Precisely. When you see what you're calling an argument by intuition, you can be sure that the writer will soon arrive at a comfortable proposition that makes you and him feel good and doesn't overturn any sacred cows.

Elsewhere in this thread a commenter claimed philosophy hadn't solved any of the problems posed by Socrates thousands of years ago. In fact, it has. The problem is many of these problems are subject to "proofs by intuition" which make us feel good and let us dismiss the counterevidence supplied by reason and thereby continue the "debate" in perpetuity.

Take for example, free will. The philosophical answer to the question of free will is that there is no question: the idea is confused nonsense. But (at least nowadays) we have a "feeling" of free will, and it upsets people to imagine they're not the captain of their fate, so the argument by intuition prevails. A similar objection goes along the lines of "but what would we do about criminals if they don't have free will! it would be unfair to punish them!" ergo free will exists because otherwise it would makes us feel bad.

I don't mean to pick on free will - the same goes for most of the other old questions. The argument by intuition as you say is worst in ethics - anything that doesn't "feel right" is wrong.

Maybe there is a difference between an idea and a concept. I have an idea of a cloud.
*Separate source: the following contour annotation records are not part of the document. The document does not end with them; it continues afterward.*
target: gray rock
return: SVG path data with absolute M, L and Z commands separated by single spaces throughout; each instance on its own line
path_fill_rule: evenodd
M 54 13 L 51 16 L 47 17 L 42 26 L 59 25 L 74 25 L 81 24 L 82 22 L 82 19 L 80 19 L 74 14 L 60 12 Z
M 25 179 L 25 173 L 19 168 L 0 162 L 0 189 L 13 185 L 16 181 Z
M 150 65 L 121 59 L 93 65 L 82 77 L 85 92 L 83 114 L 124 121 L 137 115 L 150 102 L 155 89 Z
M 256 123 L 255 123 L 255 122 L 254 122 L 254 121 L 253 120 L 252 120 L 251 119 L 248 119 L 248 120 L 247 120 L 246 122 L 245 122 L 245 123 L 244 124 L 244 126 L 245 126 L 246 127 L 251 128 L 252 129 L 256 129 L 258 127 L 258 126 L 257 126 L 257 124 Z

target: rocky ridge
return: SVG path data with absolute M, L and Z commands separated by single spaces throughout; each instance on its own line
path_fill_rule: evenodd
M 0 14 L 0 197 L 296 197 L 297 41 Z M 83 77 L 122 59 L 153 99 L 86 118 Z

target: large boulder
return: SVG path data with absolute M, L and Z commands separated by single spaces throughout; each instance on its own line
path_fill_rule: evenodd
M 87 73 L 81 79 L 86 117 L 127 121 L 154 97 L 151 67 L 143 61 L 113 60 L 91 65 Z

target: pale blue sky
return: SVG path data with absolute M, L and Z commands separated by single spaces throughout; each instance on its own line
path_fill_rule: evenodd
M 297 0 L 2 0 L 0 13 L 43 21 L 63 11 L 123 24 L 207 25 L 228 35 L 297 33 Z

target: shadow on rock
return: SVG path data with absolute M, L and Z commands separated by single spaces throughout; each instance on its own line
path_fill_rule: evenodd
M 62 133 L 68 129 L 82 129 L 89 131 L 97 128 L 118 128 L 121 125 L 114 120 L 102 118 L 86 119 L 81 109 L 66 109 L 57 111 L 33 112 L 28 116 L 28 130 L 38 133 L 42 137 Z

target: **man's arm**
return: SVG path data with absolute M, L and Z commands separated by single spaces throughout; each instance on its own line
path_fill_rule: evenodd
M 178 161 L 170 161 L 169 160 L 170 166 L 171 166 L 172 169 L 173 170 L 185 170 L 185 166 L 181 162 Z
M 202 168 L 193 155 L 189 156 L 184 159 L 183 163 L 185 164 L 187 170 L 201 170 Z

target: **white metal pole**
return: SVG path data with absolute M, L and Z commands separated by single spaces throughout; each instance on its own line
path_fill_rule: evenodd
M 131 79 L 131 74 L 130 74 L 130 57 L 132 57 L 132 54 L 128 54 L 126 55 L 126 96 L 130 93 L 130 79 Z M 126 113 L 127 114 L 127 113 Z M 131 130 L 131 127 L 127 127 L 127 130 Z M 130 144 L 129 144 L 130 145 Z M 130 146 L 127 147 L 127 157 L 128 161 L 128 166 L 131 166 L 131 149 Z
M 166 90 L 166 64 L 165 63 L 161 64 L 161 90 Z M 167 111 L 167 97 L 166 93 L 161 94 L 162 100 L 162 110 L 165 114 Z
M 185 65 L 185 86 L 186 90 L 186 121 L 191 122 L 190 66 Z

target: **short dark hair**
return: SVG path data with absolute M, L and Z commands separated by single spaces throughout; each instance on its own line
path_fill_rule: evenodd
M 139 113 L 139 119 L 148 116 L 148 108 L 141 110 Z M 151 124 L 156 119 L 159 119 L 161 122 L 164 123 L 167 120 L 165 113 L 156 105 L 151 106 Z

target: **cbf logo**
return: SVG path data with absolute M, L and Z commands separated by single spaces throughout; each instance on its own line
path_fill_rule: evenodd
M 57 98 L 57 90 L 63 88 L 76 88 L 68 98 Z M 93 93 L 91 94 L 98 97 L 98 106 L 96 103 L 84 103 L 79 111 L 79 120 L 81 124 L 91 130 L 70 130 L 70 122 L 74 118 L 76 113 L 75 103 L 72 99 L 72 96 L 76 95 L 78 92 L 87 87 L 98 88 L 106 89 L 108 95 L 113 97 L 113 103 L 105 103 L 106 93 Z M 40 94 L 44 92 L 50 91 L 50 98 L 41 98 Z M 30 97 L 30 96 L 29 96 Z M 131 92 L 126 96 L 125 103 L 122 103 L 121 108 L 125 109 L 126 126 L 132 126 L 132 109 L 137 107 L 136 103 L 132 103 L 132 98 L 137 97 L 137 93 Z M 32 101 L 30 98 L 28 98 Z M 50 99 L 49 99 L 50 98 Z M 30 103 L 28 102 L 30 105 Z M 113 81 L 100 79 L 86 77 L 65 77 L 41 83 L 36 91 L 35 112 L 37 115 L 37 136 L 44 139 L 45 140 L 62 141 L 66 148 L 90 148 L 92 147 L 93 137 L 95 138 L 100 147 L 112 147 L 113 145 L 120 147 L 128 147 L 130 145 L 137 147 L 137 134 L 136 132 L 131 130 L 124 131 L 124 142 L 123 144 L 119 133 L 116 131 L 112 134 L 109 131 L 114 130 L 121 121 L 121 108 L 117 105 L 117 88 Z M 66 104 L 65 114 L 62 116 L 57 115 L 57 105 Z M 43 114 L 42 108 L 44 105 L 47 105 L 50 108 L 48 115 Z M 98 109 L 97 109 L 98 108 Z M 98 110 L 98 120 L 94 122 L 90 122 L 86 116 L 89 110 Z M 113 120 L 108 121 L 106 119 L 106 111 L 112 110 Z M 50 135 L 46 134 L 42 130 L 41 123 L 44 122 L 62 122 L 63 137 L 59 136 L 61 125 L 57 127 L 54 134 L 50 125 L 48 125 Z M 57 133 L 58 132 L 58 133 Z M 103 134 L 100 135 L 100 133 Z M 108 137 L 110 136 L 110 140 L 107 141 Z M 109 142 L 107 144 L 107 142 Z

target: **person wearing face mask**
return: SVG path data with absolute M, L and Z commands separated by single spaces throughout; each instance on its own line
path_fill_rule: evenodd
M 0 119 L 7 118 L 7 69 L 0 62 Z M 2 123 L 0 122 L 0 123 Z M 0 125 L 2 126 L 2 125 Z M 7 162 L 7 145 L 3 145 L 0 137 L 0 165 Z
I have no strong concept of a cloud, and that would not matter unless faced with a problem that required a strong concept of a cloud in order to resolve the problem.

Is there a problem? Seems to me if there were an actual and important problem whose solution were dependent on "what a cloud is" then you would have no shortage of conceptualizations. What then matters is to what extent they are useful for resolving problems.

I believe this is quite normal and our conceptualizations of ideas change as the problems we face change. For instance, you can always ask what does Justice, the Idea, mean. People have developed concepts over time and applied them. The success leads to further problems, asking again what Justice means, and further concepts.

The universe is (most likely..) made of atoms, protons electrons etc. On the other hand is seeing is done by the seer.. So we define where stuff begins and ends, and if we disagree about it, well, that's just fine.
A single cloud in the sky may exist in such fashion that it has no precise boundary and is not constituted by any specific set of water droplets. We invented the word cloud as a name for loosely grouped water droplets that appear white and fluffy when viewed from a far (as they commonly are). No "contradiction" here.
First I thought this was talking about population problems as a social science project, then it turns out just talking about cloud as is?